The swim camp was held at the Akron Area YMCA which also provided the instructors and shouldered some of the costs. Breakfast and lunch were served every day to at least 125 kids who joined the training. They make up 60% of James’ “I Promise” school’s population. 

“I would love to see more minorities in the sport of swimming,” she says. “Often, African-American children don't see themselves as swimmers.
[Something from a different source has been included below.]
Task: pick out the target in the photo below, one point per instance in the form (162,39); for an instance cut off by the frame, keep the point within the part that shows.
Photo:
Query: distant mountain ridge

They see themselves as basketball players or volleyball players or track stars.”  

As part of their training, the children were taught to jump into the pool and work their way to the other side and get out. They were also taught how to float and manage their breathing when tired. Safety skills for emergency situations in the water were likewise explained. 

"...two children under 14 die every day from unintentional drowning and 64% of African Americans have little to no swimming ability.

Daily sessions were divided into three parts, an hour in the pool, an hour on leadership skills and an hour for “We Are Family” time where kids reflected on their experiences during camp.

BEYOND LEARNING THE BASICS OF SWIMMING

More than learning how to swim, their reflections revealed the camp taught them other things like conquering their fears and pushing themselves further, trusting their teachers, forming a stronger bond with their classmates outside of the classroom, and instilling confidence. 

As for Manuel, she looks forward to encouraging interest in the sport realizing that only a few African Americans engage in it.

“I would love to see more minorities in the sport of swimming,” she says. “Often, African-American children don't see themselves as swimmers. They see themselves as basketball players or volleyball players or track stars.”  

The benefits ate great once these kids are invested in swimming, she adds. 

“Introducing the sport of swimming to them not only saves their lives but allows themselves to see the possibility of becoming an Olympic champion like myself. It [could] open the door for a college scholarship in a sport that maybe they didn't feel like was for them."

IMPORTANT STATISTICS ON SWIMMING AND DROWNING

According to the Centers for Disease Control and Prevention, two children under 14 die every day from unintentional drowning and 64% of African Americans have little to no swimming ability. With these numbers in mind, the efforts of James’ school and Manuel’s contribution should help decrease the figures in this data even by a small margin.

MORE ABOUT "I PROMISE"

James founded the “I Promise” school in 2018 as a means to provide a place for at-risk youth to prosper. It is a partnership between his LeBron James Family Foundation and Akron Public Schools. Its population consists of 240 third and fourth graders classified as the most at-risk from Akron public schools. Graduates from the “I Promise” school are assured of free tuition to the University of Akron. 

Last month, James announced a new project he created in partnership with Dick’s Sporting Goods which donated $1 million to build athletic gyms in low-income areas. It is another milestone and admirable accomplishment for the basketball star who sees to it that his charitable deeds are as impressive as his skills on the hardcourt.